The Plan generally is administered by the Compensation Committee of the Board of Directors, subject to approval of the WB Compensation Committee. The administrator of the Plan has full authority to establish rules and regulations for the proper administration of the Plan, to determine the persons to whom and the time or times at which awards shall be granted; to determine the type and number of awards to be granted; to determine the number of shares of stock of WB to which an award may relate and the terms, conditions, restrictions and performance criteria of awards. However, no action or decision of the administrator may be taken with respect to WB (and its Plan participants) without the approval of the Board of Directors of WB or a committee of such Board of Directors.

 

The number of shares of WB common stock initially reserved for issuance under the Plan is 2,800,000 (all of which may be granted as incentive stock options). Shares of WB with respect to an award that are forfeited, cancelled, exchanged or surrendered will again be available for grants under the Plan.
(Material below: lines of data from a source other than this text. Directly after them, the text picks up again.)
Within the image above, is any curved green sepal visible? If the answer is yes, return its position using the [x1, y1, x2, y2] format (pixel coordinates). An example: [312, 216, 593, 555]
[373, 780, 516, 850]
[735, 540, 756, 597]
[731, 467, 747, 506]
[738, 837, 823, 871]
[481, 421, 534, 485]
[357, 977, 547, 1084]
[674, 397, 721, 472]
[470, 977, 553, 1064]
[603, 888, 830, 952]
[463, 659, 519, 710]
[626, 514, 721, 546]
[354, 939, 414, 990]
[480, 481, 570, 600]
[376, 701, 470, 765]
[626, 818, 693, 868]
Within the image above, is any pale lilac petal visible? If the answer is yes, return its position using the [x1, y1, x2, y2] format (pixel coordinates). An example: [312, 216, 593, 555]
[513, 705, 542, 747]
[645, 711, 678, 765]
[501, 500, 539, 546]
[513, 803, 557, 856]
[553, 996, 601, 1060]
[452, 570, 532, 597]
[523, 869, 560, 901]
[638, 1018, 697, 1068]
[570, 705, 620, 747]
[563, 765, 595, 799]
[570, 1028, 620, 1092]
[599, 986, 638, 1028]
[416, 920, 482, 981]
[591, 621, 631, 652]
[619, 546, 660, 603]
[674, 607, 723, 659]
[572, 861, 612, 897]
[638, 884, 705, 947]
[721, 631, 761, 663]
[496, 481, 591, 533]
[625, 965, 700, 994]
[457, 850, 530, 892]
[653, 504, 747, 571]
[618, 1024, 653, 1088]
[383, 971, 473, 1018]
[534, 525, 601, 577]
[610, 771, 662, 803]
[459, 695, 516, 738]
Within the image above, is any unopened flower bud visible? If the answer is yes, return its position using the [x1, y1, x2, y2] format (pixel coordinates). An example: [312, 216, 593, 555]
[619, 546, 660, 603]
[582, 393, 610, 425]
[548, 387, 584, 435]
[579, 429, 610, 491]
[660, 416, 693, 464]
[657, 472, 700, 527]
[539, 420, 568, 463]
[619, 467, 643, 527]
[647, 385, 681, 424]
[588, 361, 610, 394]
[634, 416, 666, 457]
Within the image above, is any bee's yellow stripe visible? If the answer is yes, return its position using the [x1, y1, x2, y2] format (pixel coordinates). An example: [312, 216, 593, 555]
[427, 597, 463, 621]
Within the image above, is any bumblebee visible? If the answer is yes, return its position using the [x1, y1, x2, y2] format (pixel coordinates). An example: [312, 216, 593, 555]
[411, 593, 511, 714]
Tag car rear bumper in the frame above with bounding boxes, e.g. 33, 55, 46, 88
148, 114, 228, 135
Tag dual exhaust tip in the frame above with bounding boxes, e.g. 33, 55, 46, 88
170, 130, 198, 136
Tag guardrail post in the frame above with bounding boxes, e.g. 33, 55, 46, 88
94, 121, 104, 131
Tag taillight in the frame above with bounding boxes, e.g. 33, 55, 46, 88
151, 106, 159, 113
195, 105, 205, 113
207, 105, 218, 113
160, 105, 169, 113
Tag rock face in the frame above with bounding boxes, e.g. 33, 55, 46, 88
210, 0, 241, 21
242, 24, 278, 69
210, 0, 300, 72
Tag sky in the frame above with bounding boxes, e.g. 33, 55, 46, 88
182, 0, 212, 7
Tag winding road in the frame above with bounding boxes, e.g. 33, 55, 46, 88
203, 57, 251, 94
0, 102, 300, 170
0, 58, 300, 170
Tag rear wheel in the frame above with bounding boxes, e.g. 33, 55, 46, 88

However, shares of WB stock surrendered or withheld as payment of either the exercise price or withholding taxes will no longer be available for awards under the Plan.

 

The Plan allows for the grant of: (i) stock options to purchase shares of WB stock; (ii) stock appreciation rights based on WB’s stock; (iii) restricted stock of WB; (iv) restricted stock units for WB stock; and (v) other stock-based and cash-based awards to eligible individuals. The terms of awards will be set forth in an award agreement, consistent with the terms of the Plan. No stock option will be exercisable later than ten years after the date it is granted.

 

The foregoing description of the Plan does not purport to be complete and is qualified in its entirety by reference to the Plan, the Plan’s Stock Restriction Agreement and the Plan’s Stock Option Grant Agreement, copies of which are incorporated herein by reference and filed as Exhibits 10.1. 10.2 and 10.3, respectively, to this Current Report on Form 8-K.

 

On June 12, 2025, the Compensation Committee of the Board of Directors, together with the WB Compensation Committee, granted to each of Joseph Visconti and Thomas Huffman an option under the Plan to purchase up to 1,400,000 shares of common stock of WB, respectively.

 

Item 9.01. Financial Statements and Exhibits.

 

(d) Exhibits

 

Exhibit Number   Exhibit Description
10.1   Wizz Banger 2025 Subsidiary Stock Incentive Plan
10.2   Subsidiary Plan Stock Restriction Agreement
10.3   Subsidiary Plan Stock Option Grant Agreement
104   Cover Page Interactive Data File (embedded within the Inline XBRL document).

 

 

 

 

SIGNATURES

 

Pursuant to the requirements of the Securities Exchange Act of 1934, the registrant has duly caused this report to be signed on its behalf by the undersigned hereunto duly authorized.

 

Dated: June 16, 2025 SCORPIUS HOLDINGS, INC.